The communists forbade private enterprise — but by trying to suppress an irresistible drive they succeeded only in creating an enormous black market. The proletariat traded at every possible opportunity — lettuces and ribbons in subways, badges of Lenin to Western tourists, vodka from unmarked boxes on street corners — if there was a profit to be made from it. The communists were entranced by one basic instinct — the urge to associate with others, the longing not to be different from the herd — but (officially at least) they were blind to the other. Capitalists commit a similar error. We openly relish the thrill of the deal, we cherish individual success, we turn our homes into castles. And increasingly, just as the communists did, we are designing organisations compatible with only one basic instinct.

Whenever one instinct is forced over the other, whenever innate dispositions are denied, people become disorientated and angry. And, unmistakably, this is happening in health care. It is true that there are some aspects of health work that can be carried on as if caring were a business (payments for simple services, competition between suppliers of pharmaceuticals, consumer choice) but ultimately health care is not inspired by the competitive instinct. At its purest it is done simply because health carers wish to offer better lives to those for whom they care.

Most people know intuitively that a hospital has a different function from a shop or a factory. Yet NHS trusts, which used to offer a public service explicitly, are now supposed to be guided by the competitive instinct. Thus disorientated they have claimed ‘commercial sensitivity’ over matters which are the concern of all citizens, they seek to compete with companies which offer only those services which turn a financial profit, and they have appointed executives who behave as if they are running private manufacturing industries. With alarming speed trusts, and their many unhappy workers, have become utterly bewildered.
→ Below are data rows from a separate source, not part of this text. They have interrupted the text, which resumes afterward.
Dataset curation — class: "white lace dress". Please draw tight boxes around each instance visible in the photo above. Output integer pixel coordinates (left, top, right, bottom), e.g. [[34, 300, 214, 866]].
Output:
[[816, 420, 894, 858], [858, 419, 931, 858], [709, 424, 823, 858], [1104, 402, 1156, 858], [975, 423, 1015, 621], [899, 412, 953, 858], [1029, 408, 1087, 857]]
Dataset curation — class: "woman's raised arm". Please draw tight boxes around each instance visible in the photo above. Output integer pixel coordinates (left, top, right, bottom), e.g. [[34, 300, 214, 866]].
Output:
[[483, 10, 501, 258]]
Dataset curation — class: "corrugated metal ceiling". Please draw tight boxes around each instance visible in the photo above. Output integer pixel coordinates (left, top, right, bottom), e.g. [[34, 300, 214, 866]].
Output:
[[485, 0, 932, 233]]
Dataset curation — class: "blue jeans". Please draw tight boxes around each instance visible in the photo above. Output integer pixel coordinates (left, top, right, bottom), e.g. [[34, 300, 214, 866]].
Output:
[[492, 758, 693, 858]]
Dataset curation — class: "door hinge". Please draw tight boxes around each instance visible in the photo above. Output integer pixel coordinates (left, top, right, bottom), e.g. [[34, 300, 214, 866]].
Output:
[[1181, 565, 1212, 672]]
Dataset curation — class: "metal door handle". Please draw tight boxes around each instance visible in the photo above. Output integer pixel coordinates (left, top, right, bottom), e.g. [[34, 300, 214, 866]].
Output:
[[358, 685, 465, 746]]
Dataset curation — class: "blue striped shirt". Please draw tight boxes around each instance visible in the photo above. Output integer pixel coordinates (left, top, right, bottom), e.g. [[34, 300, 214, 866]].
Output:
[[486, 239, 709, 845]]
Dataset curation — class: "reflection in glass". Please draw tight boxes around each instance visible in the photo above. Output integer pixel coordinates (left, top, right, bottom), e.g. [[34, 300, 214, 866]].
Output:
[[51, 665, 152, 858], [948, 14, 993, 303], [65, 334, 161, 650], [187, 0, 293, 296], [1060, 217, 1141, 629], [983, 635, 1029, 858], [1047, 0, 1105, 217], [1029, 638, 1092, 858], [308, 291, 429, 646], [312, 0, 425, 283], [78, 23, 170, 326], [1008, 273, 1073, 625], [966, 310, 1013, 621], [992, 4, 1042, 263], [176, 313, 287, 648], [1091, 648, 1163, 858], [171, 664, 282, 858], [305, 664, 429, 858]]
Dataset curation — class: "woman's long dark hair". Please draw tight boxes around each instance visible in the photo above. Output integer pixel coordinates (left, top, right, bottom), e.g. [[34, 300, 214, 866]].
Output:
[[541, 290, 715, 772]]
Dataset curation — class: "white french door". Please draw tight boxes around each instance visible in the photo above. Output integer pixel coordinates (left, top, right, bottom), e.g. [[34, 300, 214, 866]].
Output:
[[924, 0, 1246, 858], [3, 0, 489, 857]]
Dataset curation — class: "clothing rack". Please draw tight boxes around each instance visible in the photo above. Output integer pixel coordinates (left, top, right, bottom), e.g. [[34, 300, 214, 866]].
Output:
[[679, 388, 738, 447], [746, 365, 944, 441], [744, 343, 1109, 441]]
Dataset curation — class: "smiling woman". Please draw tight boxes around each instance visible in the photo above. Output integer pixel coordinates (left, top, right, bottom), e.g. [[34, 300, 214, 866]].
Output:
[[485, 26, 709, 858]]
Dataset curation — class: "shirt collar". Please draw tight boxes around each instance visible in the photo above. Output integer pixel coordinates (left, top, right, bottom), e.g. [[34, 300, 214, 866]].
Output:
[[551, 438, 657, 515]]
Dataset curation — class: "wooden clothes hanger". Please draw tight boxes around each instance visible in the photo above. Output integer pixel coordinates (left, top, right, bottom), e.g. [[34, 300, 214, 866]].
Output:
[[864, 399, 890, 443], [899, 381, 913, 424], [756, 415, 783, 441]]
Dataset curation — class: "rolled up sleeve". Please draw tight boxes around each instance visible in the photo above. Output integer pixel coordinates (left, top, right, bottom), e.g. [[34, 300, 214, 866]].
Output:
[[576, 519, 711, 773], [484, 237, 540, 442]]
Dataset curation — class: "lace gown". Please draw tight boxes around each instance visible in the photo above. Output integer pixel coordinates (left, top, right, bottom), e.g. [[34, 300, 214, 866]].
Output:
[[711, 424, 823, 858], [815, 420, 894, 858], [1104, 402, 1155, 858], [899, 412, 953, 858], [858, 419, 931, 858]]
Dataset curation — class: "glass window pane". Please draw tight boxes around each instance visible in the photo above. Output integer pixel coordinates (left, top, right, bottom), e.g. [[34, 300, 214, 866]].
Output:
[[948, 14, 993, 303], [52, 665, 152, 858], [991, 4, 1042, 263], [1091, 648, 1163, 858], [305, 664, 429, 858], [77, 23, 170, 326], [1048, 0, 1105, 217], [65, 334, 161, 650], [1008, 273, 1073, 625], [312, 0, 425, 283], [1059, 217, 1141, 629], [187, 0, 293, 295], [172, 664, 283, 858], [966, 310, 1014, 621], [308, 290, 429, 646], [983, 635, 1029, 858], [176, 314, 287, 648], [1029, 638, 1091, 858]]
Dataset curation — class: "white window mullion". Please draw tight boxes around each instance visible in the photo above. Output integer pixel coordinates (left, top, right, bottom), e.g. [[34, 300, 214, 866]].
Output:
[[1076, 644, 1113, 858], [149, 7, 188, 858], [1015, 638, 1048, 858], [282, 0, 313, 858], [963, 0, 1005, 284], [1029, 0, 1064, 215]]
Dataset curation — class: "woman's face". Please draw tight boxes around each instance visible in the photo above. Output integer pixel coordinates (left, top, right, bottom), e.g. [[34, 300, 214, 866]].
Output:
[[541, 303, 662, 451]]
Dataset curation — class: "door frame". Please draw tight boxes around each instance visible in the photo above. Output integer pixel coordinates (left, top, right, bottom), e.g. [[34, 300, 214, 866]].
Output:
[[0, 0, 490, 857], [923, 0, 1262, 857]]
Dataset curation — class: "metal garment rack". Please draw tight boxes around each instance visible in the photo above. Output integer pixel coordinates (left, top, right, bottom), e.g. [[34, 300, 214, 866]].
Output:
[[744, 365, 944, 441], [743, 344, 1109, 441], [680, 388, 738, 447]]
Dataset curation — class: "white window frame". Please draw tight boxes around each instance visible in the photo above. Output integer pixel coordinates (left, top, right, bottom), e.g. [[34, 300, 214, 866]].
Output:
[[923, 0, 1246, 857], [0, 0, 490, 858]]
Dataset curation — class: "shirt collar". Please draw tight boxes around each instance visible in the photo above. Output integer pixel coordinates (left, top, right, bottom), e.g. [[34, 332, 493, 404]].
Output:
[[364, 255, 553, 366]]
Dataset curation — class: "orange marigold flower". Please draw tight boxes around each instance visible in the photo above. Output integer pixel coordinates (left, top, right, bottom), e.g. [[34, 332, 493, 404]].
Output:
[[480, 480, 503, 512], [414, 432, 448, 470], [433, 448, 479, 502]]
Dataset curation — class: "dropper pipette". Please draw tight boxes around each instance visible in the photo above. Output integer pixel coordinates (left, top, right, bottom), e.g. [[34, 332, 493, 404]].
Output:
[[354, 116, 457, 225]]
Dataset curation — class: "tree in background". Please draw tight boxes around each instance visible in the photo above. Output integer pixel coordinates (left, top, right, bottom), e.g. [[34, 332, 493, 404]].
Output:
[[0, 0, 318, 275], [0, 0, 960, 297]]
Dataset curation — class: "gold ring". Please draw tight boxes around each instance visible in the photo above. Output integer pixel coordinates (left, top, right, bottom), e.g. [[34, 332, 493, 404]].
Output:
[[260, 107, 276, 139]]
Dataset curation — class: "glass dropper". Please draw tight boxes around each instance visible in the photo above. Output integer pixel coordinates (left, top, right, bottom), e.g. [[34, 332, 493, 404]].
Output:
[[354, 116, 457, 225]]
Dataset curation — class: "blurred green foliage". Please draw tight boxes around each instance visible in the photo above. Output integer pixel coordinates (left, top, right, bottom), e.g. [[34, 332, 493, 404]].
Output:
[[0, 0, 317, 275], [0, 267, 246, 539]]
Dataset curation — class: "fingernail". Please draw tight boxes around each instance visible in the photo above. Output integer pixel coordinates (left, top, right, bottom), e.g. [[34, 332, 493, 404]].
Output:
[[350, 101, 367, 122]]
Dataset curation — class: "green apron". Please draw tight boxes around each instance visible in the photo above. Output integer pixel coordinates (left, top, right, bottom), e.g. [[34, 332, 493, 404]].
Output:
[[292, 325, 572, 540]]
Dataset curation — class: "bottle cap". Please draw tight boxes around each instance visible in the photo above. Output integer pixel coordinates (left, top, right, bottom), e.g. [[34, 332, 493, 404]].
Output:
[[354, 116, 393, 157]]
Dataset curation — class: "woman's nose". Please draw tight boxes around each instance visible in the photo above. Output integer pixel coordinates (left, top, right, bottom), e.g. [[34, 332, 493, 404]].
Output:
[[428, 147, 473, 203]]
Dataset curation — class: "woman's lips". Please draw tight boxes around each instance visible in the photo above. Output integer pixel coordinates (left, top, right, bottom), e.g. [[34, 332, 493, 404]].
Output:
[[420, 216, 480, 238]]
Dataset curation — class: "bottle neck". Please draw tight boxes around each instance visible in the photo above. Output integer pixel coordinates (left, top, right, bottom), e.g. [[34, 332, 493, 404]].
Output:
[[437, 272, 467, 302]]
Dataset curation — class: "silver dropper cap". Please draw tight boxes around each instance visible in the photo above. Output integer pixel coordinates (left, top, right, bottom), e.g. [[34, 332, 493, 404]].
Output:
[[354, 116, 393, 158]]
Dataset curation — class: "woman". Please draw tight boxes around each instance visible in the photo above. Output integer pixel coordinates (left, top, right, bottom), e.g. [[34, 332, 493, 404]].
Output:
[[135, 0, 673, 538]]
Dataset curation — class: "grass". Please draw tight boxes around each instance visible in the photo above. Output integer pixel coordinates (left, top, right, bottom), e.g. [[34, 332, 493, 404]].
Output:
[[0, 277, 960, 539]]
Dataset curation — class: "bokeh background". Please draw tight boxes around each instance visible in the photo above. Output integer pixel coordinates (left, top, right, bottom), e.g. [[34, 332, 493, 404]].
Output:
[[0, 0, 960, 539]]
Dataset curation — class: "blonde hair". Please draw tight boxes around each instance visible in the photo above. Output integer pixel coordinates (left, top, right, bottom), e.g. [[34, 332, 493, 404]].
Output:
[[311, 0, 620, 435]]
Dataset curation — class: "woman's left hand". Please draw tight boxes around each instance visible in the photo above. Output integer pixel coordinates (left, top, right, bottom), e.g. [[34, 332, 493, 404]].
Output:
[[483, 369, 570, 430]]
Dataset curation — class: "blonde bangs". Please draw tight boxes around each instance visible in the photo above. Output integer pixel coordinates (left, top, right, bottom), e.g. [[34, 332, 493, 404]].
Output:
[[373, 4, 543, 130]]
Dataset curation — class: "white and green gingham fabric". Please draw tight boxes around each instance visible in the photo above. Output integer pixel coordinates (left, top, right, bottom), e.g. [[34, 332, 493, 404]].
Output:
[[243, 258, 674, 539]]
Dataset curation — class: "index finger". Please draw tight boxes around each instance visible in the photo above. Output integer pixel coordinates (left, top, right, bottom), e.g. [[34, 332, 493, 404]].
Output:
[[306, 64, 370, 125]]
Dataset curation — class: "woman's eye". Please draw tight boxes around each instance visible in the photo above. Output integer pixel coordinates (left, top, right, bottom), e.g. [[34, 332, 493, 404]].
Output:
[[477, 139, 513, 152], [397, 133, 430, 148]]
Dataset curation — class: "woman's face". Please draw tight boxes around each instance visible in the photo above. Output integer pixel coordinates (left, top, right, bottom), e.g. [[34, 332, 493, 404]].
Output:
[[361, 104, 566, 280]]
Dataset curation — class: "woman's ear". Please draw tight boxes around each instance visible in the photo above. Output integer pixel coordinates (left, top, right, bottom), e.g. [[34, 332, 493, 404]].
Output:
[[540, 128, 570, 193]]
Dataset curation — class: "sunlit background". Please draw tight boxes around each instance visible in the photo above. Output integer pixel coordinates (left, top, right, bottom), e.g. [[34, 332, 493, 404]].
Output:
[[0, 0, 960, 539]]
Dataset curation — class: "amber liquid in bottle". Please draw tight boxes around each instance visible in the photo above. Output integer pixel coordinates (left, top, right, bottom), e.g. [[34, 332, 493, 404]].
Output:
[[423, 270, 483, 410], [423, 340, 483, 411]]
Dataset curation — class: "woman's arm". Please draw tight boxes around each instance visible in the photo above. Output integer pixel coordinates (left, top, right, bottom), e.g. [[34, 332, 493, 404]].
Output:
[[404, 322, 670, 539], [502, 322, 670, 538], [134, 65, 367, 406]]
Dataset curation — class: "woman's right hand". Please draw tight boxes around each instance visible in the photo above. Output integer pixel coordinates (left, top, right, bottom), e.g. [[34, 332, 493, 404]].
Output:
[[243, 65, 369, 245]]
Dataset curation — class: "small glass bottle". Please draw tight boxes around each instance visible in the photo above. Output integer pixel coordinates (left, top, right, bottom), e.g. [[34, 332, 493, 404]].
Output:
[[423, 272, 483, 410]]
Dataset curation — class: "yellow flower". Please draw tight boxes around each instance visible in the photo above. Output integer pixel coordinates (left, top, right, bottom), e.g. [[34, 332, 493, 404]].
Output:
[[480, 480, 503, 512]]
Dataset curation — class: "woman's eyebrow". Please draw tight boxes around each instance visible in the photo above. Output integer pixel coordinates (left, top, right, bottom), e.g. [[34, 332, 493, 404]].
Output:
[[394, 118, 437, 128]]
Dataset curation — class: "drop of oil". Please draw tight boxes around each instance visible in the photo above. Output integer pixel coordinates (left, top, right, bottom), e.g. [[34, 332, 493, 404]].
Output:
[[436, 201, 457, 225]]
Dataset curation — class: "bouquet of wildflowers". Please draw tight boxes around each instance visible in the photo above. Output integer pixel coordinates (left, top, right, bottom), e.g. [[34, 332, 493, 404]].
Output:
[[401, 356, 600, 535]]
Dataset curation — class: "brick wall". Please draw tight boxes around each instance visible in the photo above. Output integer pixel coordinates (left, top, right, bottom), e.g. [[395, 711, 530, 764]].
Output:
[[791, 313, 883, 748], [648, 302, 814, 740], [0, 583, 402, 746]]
Under the collaborative instinct a medical innovation made by a researcher working for a trust should be made available to everyone as soon as possible. But the competitive instinct insists that it must be kept secret, at least until it is patented, and that ways must be found to ensure that it first benefits the particular trust. This is a good business strategy, and in its place it is appropriate. But hospitals are the place for compassion and co-operation, not competition.

If we are to become a well-balanced society we must acknowledge that people are paradoxical beings. We must accept the fact that we have conflicting instincts, and try to sort out where these different instincts feel right and work for us. We are much more confused than we care to recognise, but we have the capacity for rational thought and we can, if we want to, again find ways to construct practical environments that are not confusing, and that give us the opportunity to enjoy the fruits of both our instincts.